Tuesday, June 07, 2005

Recent Work

What have I been up to?
It's been a long time since my last post on the old Blore in Brazil blog. In the interim, I have moved from Ipanema (beach front neighbourhood of the young and beautiful, a long way from city centre, lily-white except for maids, cleaners and sellers of suco (fresh-squeezed fruit juice))
over to Leme (beach front neighbourhood of the old and wrinkled, lily white except for maids, cleaners, suco sellers and people commuting from the two nearby favelas of Babilonia and Chapeu-Mangueira.
Leme has the advantage of being much closer to Centro, and the disadvantage of being full or retirees. Retired officers - colonels and generals and the like - are particularly fond of Leme for some reason. The statue on the beach-front plaza in Leme is of General Castello Branco, possibly the most vicious of the military dictators who ruled Brazil during the 1964-1985 dictatorship.

Recent Work:
Reports:
In terms of work, I have published a major report on diamond smugging in Brazil
(see The Failure of Good Intentions http://www.pacweb.org/e/ )

Radio:
and begun an illustrious career in radio with a piece on CBC's The Current
(http://www.cbc.ca/thecurrent/2005/200504/20050414.html )

and a similar, shorter version of the same piece on an NPR show, LatinoUSA
(See shows June 3-9, 2005 http://www.latinousa.org/program/index.html )

Selling the same material to several different outlets is one key to surviving as a freelancer. Alas, many outlets (newspapers, radio, magazines) seem to think they have a right to demand all rights to your work. This is an ongoing conflict, about which more later.

Newspapers:
and done another piece for the Globe and Mail, just to keep my hand in. (link is only for subscribers. I'll get it up on my website soon. In the meantime, here's the opening graph

A nonchalant killer defends Rio-style justice

But vigilantes provoke Brazil's outrage after recent massacre of innocents

Special to The Globe and Mail

RIO DE JANEIRO -- The first man he killed was riding a bicycle. "I had been warned, so I had my gun, with a newspaper over top, like this." The man demonstrates a nonchalant squat on the concrete stoop of his modest house in the Baixada Fluminense, the ring of poor industrial cities surrounding Rio de Janeiro. "When the guy rode up, I shot him."

The killer, who gives his name only as Nilmo, says he has since killed another seven men, a tally he considers minuscule.

"My role in the group is more support.
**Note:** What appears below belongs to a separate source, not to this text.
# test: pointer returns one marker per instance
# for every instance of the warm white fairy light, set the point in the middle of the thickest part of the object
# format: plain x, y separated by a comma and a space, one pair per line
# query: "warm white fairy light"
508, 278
There are other guys who do most of the killing," he says.

The lead executioner of his group, a death squad that metes out vigilante justice in the city of Novo Iguacu on the outskirts of Rio de Janeiro, has dispatched at least 75 victims. All told, their death squad has killed hundreds.

"I'm God's lieutenant," Nilmo says. "The Bible says, the one to take life is God. I'm not God, but sometimes, with guys like these, you have to take them and send them on their way to God."